We have developed a mixed model using longitudinal EQ-5D data from the SHIFT trial. Whilst there are a number of approaches that can be used to analyze HRQoL data, a mixed model offered a number of advantages. In particular, a mixed model enabled us to explain variation in EQ-5D data by treatment allocation, clinical outcomes (NYHA class and hospitalization events), and patient baseline characteristics, whilst taking into account the longitudinal data structure. The mixed model provided essential information for both short- and long-term predictions of patient HRQoL weights to populate a decision analytic cost-effectiveness model. This method also allowed us to estimate the temporary loss in HRQoL associated with hospitalizations. In SHIFT many hospitalizations did not occur close to EQ-5D data collection. Whilst temporary changes in HRQoL associated with all hospitalization events may not be captured in the RCT data, such changes in HRQoL could be predicted in our cost-effectiveness analysis using estimates from the mixed model, based on those events from which HRQoL weights could be estimated. Ivabradine was associated with a large reduction in hospitalizations in SHIFT; hence, the ability to predict the HRQoL weights loss associated with hospitalizations represented an important feature of the cost-effectiveness model.

It is noted that mixed models based on longitudinal data commonly include a set of time dummy variables to capture effects on the dependent variable that may vary over time. In our analysis a trend of increasing HRQoL was evident over the observed trial period. When we included time variables in the HRQoL regression equation, the longer-term estimates of HRQoL predicted from the HRQoL regression equation exceeded values that might be considered credible from a clinical perspective, given that heart failure is a chronic and progressive disease. In the cost-effectiveness analysis, therefore, time variables were excluded from the final HRQoL regression equation.

It is further noted that whilst the mixed model addresses many issues associated with analyzing HRQoL data, it does not account for the potential bias associated with missing data which is not missing at random.
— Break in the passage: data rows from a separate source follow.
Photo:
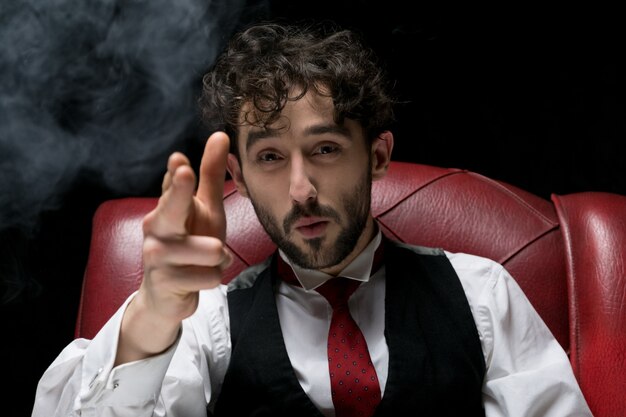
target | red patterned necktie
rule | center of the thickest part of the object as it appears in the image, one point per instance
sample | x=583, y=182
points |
x=354, y=385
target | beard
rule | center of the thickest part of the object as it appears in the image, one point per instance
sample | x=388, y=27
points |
x=318, y=255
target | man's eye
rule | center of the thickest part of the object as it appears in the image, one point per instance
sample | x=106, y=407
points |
x=268, y=157
x=326, y=149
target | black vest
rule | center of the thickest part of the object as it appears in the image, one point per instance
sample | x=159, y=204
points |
x=436, y=364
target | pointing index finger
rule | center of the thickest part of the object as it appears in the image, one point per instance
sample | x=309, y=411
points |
x=213, y=170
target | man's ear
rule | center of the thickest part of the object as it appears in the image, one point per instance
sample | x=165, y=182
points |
x=234, y=169
x=381, y=154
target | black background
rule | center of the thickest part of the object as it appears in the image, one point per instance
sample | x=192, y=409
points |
x=530, y=96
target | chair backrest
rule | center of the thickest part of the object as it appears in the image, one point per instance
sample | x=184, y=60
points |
x=567, y=254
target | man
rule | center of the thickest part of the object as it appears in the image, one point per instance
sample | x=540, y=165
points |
x=305, y=115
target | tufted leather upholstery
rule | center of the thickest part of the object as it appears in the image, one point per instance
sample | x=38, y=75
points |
x=567, y=254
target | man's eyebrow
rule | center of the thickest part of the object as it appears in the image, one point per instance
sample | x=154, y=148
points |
x=256, y=135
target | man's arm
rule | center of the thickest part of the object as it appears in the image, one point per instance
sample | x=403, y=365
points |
x=183, y=252
x=123, y=369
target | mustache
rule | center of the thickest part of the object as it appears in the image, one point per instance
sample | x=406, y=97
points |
x=309, y=210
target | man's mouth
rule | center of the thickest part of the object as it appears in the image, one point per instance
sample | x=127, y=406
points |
x=311, y=227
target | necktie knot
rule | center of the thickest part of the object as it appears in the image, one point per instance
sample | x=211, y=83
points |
x=338, y=291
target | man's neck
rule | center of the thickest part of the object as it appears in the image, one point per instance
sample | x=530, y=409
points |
x=370, y=230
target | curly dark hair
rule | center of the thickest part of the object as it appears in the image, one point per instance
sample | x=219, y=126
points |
x=264, y=63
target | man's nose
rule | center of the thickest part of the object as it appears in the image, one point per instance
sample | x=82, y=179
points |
x=301, y=187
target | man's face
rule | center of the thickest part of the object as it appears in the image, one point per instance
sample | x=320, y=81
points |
x=309, y=181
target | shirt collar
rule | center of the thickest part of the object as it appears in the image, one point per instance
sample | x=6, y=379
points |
x=359, y=269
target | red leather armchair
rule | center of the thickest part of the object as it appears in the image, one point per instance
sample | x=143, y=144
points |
x=568, y=255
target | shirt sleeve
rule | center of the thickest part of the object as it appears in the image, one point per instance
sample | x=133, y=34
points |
x=528, y=373
x=179, y=382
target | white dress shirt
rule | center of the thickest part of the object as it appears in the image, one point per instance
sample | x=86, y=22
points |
x=528, y=373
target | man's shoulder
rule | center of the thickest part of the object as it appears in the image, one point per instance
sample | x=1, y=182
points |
x=247, y=277
x=465, y=264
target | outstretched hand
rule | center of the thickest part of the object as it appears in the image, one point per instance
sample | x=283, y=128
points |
x=183, y=251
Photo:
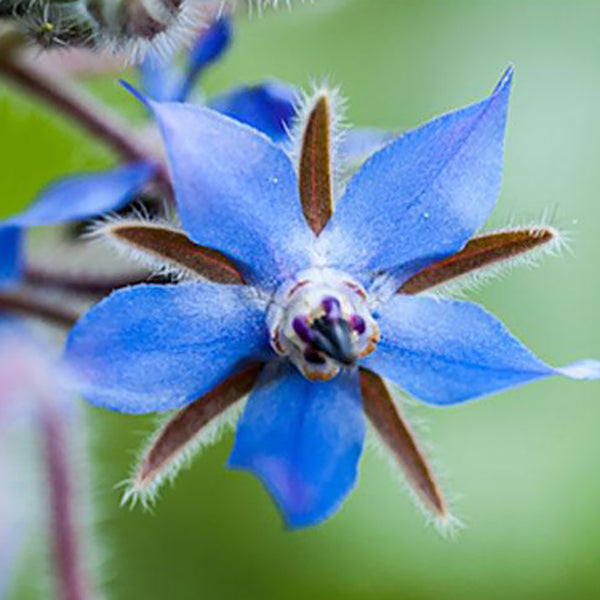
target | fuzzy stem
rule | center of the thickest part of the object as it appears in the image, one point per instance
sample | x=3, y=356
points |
x=66, y=555
x=95, y=118
x=21, y=304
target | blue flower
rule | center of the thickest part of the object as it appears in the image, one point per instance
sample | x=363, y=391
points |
x=305, y=307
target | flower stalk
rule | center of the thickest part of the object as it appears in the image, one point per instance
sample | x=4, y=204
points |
x=98, y=120
x=65, y=545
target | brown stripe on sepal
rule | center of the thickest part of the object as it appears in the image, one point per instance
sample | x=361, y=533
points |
x=315, y=176
x=396, y=434
x=480, y=252
x=167, y=450
x=171, y=247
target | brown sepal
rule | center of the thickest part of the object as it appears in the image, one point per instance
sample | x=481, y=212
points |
x=176, y=248
x=180, y=430
x=316, y=190
x=399, y=439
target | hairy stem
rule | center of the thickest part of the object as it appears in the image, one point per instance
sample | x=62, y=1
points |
x=66, y=557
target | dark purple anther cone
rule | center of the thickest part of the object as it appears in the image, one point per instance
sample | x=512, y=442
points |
x=332, y=308
x=302, y=329
x=357, y=323
x=314, y=357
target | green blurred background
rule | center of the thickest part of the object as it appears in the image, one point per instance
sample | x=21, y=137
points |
x=523, y=466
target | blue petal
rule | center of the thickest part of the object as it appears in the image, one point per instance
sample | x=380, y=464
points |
x=209, y=47
x=156, y=347
x=360, y=143
x=10, y=255
x=84, y=196
x=423, y=196
x=269, y=107
x=160, y=78
x=303, y=440
x=445, y=352
x=236, y=191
Censoring of HRQoL data may be “informative” since sicker patients are expected to be less likely to provide HRQoL responses. It is plausible that even in a well-conducted trial such as SHIFT this could distort final HRQoL weights estimates from the mixed model.

The results from our analysis appear to compare well with external data. Our results indicate that HRQoL weights for patients treated with ivabradine would range from 0.84 to 0.47, compared to 0.83–0.46 for standard care alone (NYHA class I–IV, respectively). These estimates are very similar to estimates of HRQoL from a previous large study in HF patients and appear to have good cross-validity (NYHA classes I–IV 0.85–0.53 [17]; n = 1395).

Conclusion

Summary measures of HRQoL data are typically inadequate for the needs of economic evaluations and may fail to consider limitations associated with a longitudinal dataset. These limitations, if unaddressed, may bias cost-effectiveness results, particularly given the requirements to extrapolate parameter estimates over the long term. In SHIFT a de novo mixed model was employed to address these limitations. Our analysis enabled us to explain variation in EQ-5D data according to key clinical outcomes and patient characteristics, providing essential information for predictions of patient HRQoL in the SHIFT cost-effectiveness analysis. This method also allowed us to estimate temporary losses in HRQoL associated with hospitalizations. In SHIFT many hospitalizations did not occur close to EQ-5D data collection; hence, temporary changes in HRQoL associated with such events would not be captured in observed RCT evidence, but could be predicted in our cost-effectiveness analysis using the mixed model. Given the large reduction in hospitalizations associated with ivabradine this is an important benefit for treated patients which may otherwise have been overlooked.